Rebecca grogna à l'autre bout des ondes. D'une voix lasse, elle répondit finalement :
— Oui. Mon père m'en a parlé y'a quelques mois. On vous l'a enfin annoncé, du coup ?
Décontenancé, Jim observa la chute des gouttelettes sur le béton pendant quelques secondes. Après quoi, il gronda tout bas :
— Tu savais ? Pourquoi tu m'as rien dit ?
— Mon père m'a fait promettre de pas t'en parler, expliqua Rebecca sans sourciller. Même ton père pouvait rien te dire.

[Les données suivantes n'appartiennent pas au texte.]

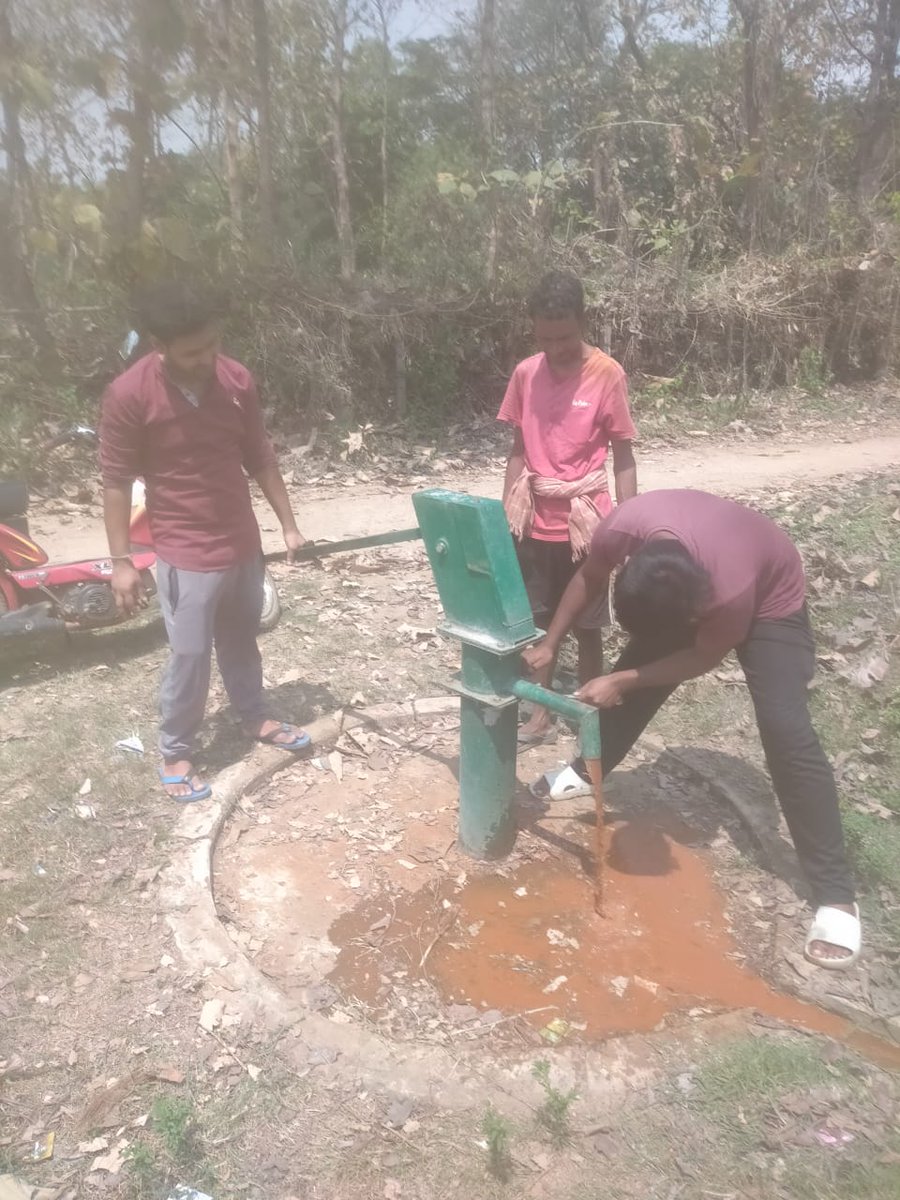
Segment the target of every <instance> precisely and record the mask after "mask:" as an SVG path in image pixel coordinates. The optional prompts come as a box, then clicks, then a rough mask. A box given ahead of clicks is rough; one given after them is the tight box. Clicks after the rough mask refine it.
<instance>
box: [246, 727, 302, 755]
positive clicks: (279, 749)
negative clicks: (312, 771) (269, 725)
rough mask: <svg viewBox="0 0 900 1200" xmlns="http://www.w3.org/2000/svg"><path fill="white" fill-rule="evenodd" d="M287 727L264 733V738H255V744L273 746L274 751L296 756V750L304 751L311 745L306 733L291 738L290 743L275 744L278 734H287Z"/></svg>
mask: <svg viewBox="0 0 900 1200" xmlns="http://www.w3.org/2000/svg"><path fill="white" fill-rule="evenodd" d="M289 732H290V726H289V725H283V724H282V725H281V726H280V727H278V728H277V730H272V732H271V733H266V734H265V737H257V742H262V743H263V745H266V746H275V749H276V750H289V751H292V752H293V754H296V752H298V750H306V748H307V746H308V745H312V738H311V737H310V734H308V733H301V734H299V736H298V737H295V738H293V740H290V742H276V738H277V737H278V734H280V733H289Z"/></svg>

Vexé, Jim serra plus fort son téléphone, soupira.
— Tu sais, j'aurais rien dit. Au pire, j'en aurais parlé avec Ryu et peut-être nos potes. Mais...
— Et eux-mêmes en auraient parlé à leur famille. Qui en aurait discuté avec les autres parents d'élèves. Puis tous tes petits camarades de classe auraient été au courant.
Agacé par cette logique implacable, Jeremy claqua la langue. Il écrasa une goutte d'eau qui avait traversé sa capuche et roulait sur son front.
— Bon et j'imagine que tu pourras rien me dire si t'en apprends plus ?
— Nan, arrête de me soudoyer, grand gamin. Tu apprendras en même temps que tes camarades. Et puis de toute façon, c'est mon père qui gère ça, pas moi. On se voit encore moins qu'avant et, quand on se retrouve, on parle pas forcément boulot.
La culpabilité mit complètement fin aux idées de Jim. Il se cala contre le rebord de la table, étendit les jambes devant lui.
— Ça se passe comment, d'ailleurs ? Tes premières missions de Fantôme ?
— Ça... se passe. Je demande des affectations pas trop complexes. Des trucs qui peuvent m'emmener à l'autre bout du pays, si possible. Ne pas voir les Sybaris me fait bizarrement un bien fou.
— Tu m'étonnes, grinça l'adolescent. Je suis content pour toi, en tout cas. T'es de plus en plus indépendante.
Rebecca acquiesça d'un grognement sourd. Elle avait l'air épuisée.
— T'es où, là ? En mission ?
— Nan, au siège de la Ghost. Mais je suis rentrée y'a une heure à peine. J'allais prendre une douche quand t'as appelé.
Jim sourit, zieuta le ciel couvert et menaçant qui crachait ses larmes sur l'École.
— C'est le déluge, ici. Pas la peine d'être chez moi pour me faire rincer.
— Si tu me parles de météo, c'est que je peux couper l'appel, le railla sa cousine avant d'ajouter plus doucement : en vrai, je vais te laisser là, Jem. Je rêve de dormir.
Le surnom tira à Jim une moue surprise.
— Tu m'appelles Jem, maintenant ? Ça me fait bizarre, y'a que mes parents et leurs amis qui m'appellent comme ça.
— Je peux pas t'appeler gros naze à chaque fois. J'ai encore un peu de compassion.
L'adolescent commenta sa réponse d'un rire forcé avant de déclarer :
— Bon, je te laisse prendre ta merveilleuse douche. À bientôt, Becca.
Quand l'appel se coupa, Jim observa l'écran noir de son portable avec une drôle de lourdeur dans la poitrine. Un an et demi qu'il n'avait pas revu sa cousine. À quelques occasions, ils avaient fait des appels en visio, mais c'était loin d'être similaire à une rencontre physique.
Elle lui manquait vraiment. Et, entre sa récente prise de fonction en tant que Fantôme et les propres activités de Jim, l'adolescent s'imaginait mal trouver le temps pour de réelles retrouvailles.
Avecle projet Réseau, c'était peut-être même son oncle qu'il reverrait avant sapropre cousine. La perspective lui tira une grimace aussi sombre que le ciel.